Here I will be bold and recommend two pieces I coauthored with others that were published on the LSE Blog if you want to be caught up
Goodbye, Microsoft Academic – Hello, open research infrastructure?
Now is the time to work together toward open infrastructures for scholarly metadata
6. Misc
In 2021, I also did a lot of reading around the effectiveness on the use of citation tracing and pearl growing techniques for exploring literature review, given my continued interest in tools like Connected Papers, ResearchRabbit, Litmap, Inciteful and more.
Some twitter threads that resulted can be found here and here. I also enjoyed this paper entitled Using Citation Bias to Guide Better Sampling of Scientific Literature
Another paper that caught my attention was - Creative Destruction: The Structural Consequences of Scientific Curation which tried to answer the question are you better off if you are cited by a review paper or not? On one hand, being cited by a review paper, could make your paper more noticable, but on the other hand, people may decide to cite the review paper instead of your paper...
This year I also looked more into learning about systematic reviews and ran into review papers on the uses of text mining for systematic reviews which taught me a lot.
I also continued my interest in Deep learning and language models since the rise of GPT-3, and found this new piece that tries to explain from scratch how transformers which are key to deep learning work. Requires zero background (it explains matrix multiplication etc). Another amazing site explaining all these concepts is https://jalammar.github.io/ .
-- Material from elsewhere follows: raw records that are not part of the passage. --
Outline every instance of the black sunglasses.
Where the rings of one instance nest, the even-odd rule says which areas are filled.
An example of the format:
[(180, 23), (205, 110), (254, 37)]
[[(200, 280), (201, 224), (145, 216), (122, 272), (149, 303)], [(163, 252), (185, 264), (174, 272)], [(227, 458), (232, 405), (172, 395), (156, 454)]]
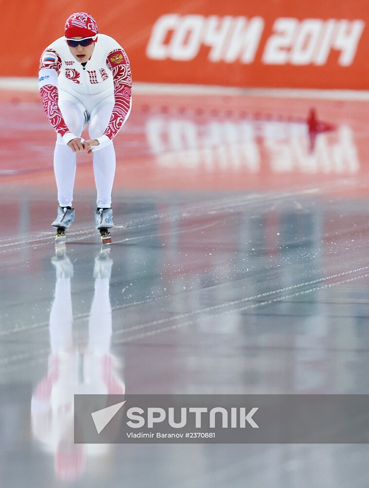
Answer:
[(66, 38), (65, 41), (68, 46), (71, 47), (76, 47), (79, 44), (80, 44), (83, 47), (86, 47), (86, 46), (89, 46), (92, 44), (97, 37), (97, 34), (94, 36), (93, 37), (84, 37), (83, 39), (67, 39)]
e.g. How GPT3 works https://jalammar.github.io/how-gpt3-works-visualizations-animations/ . I confess I understand usually only 50%-70% of this but it is still interesting.
Also CSET Truth, Lies, and Automation: How Language Models Could Change Disinformation report was a meaty mind blowing report on how easy it was to try to use GPT-3 to generate disinformation. Highly recommended! (See tweet highlights).
I also read the somewhat older but still very enlightening - An Exhaustive Guide to Detecting and Fighting Neural Fake News using NLP which looks at it from the other direction to see how effective techniques are to detect "Neural Fake news" ie, fake news generated from neutral networks including language models.
Conclusion
All in all 2021 was a fairly fruitful year in terms of learning and expanding my knowledge base. Something that is critical for academic librarians who want to remain relevant.